Among the comments: Best way to tick off: “Don’t show up for meetings to which he’s invited one of his power-lunch buds, e.g., Comcast executive David L. Cohen, Olympic booster Joe Torsella, Committee of Seventy honcho Zack Stalberg.” Communication habits: “Has vaguely troubling love affair with his BlackBerry. When out of town, calls staffers’ cell phones between 10 p.m. and 2 a.m. to let them know how much fun he’s having.” Signature boss move/saying: “Likes to ‘show off the guns,’ i.e., his pink, mottled and hairy but increasingly defined biceps and shoulders, to which he has been assiduously attending in a gym for the past several months.”
Andrew Putz and Richard Rys bravely penned the above. Yet they need not have feared. They’ve noticed the guns, which entitles them to long and fruitful employment. (But: mottled?)
Last month, the Daily News’s Stu Bykofsky and several bloggers wrote about a column we ran by Aliza Green that dissented from the hype over our town’s BYOB trend. We had been one of the primary purveyors of said hype, publishing a cover package last July that celebrated our BYOB scene. This month, writer Bruce Buschel takes a dissenting view on Philadelphia’s sudden “Next Great American City” status, which, again, we’ve promulgated (with December’s “Philly Is Cool!” cover, for example). It’s not that Bruce doesn’t like Philadelphia; he fears that in our zeal to achieve greatness, we may lose our quirkiness and uniqueness and become, uh, Baltimore.

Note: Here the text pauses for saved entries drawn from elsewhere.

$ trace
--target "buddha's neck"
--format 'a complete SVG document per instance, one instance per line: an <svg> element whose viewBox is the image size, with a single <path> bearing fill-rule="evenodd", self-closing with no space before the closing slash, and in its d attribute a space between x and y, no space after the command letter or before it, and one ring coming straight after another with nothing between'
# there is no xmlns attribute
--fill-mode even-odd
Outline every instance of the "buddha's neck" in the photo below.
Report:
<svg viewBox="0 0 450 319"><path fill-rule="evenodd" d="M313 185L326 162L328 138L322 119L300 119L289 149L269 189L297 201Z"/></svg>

I don’t know that I agree with Bruce or Aliza, but publishing their provocative points of view squares with my vision of this magazine as a forum for competing notions in our shared marketplace of ideas. Our pages should stimulate debate and get you thinking. That’s why we’ve published both glowing and critical pieces about, say, the Mayor; we don’t have an institutional position on issues so much as an institutional commitment to covering issues from many perspectives. That’s why we publish columnist Noel Weyrich, whose Contrarian column is aptly named. Noel is the most disagreeable pain-in-the-ass I know. It’s why I love him as a columnist. Healthy, vibrant cities need pains-in-the-ass — be they columnists or magazines. Enjoy.